Punky Skunk was met with mostly negative reviews from critics since its release. It earned a 21 out of 40 total score from Japanese magazine Famitsu based on individual scores of 6, 5, 5, and 5. Electronic Gaming Monthlys four reviewers remarked that the game is fun enough and colorful enough to appeal to young children, but the extremely short and easy levels, derivative and simplistic gameplay, excessively happy music, and dated graphics would utterly bore older gamers. Next Generation rated it one star out of five, stating "Nuts to this - you might as well hook up your SNES and play Zero the Kamikaze Squirrel." They cited the complete lack of PlayStation-specific effects and the dull, derivative gameplay. PSM similarly panned the game's graphics, stating that they did not take full advantage of the PlayStation's hardware. The editors felt its rudimentary design resembled something from the previous console generation and compared it unfavorably to 2D platformers such as Castlevania: Symphony of the Night and Klonoa: Door to Phantomile, remarking "it's like the game was programmed on the Yaroze." Although the magazine declared that its levels and bonus minigames did have enough variety to "squeeze a small iota of fun" from the title, they concluded that its simple gameplay meant it was targeted to a much younger audience than the average PlayStation user.
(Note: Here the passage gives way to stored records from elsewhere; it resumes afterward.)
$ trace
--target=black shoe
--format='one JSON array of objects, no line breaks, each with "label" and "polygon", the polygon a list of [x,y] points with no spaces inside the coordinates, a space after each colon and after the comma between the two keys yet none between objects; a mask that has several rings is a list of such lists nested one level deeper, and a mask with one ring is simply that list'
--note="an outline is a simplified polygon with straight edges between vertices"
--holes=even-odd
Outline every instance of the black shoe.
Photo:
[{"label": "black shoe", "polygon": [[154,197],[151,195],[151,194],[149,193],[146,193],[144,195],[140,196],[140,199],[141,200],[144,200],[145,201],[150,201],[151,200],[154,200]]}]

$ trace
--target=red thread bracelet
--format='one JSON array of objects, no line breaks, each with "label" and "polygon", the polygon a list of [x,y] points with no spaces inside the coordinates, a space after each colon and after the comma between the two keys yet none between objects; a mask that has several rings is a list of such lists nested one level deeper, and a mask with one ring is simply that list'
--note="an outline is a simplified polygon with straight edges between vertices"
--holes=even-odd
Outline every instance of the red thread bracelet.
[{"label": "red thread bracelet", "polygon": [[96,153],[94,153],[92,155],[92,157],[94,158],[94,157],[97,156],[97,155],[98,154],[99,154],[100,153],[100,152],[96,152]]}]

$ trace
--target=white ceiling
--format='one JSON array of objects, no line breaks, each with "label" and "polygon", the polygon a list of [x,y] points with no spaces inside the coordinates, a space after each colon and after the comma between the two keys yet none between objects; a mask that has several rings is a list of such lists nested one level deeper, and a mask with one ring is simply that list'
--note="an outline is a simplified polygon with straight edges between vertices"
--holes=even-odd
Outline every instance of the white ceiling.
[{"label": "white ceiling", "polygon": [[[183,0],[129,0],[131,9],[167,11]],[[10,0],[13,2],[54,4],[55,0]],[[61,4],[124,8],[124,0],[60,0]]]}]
In 2006 Electronic Gaming Monthly criticized the game's marketing for claiming the titular character had attitude, stating Punky was "...a Generation X skunk with an attitude!". The titular character is ranked eighth on Game Informers list of "the top 10 worst character names". Ryan Geddes of IGN considered the game and its English title to be equally bad. Screen Rants Evan Hopkins stated that "by the time the game released in 1996, gamers were over colorful 2D platformers, and Punky Skunk landed with a resounding thud. Compound this failure with gameplay that stunk as bad as its protagonist, and you've got a mascot platformer that never stood a chance."

Review scores
| Publication | Score |
|---|---|
| AllGame | 1.5/5 |
| Electronic Gaming Monthly | 4.5/10; 5.5/10; 6/10; 5/10; |
| Famitsu | 6/10; 5/10; 5/10; 5/10; |
| Game Informer | 7/10 |
| Next Generation | 1/5 |
| Official U.S. PlayStation Magazine | 3/5 |
| PlayStation: The Official Magazine | 2/5 |
| Dengeki PlayStation | 60/100, 60/100 |
| Game-X | 2/5 |

== Legacy ==
Licensed merchandise such as a shirt, sweater, mug, mask, and sticker were released in 2021.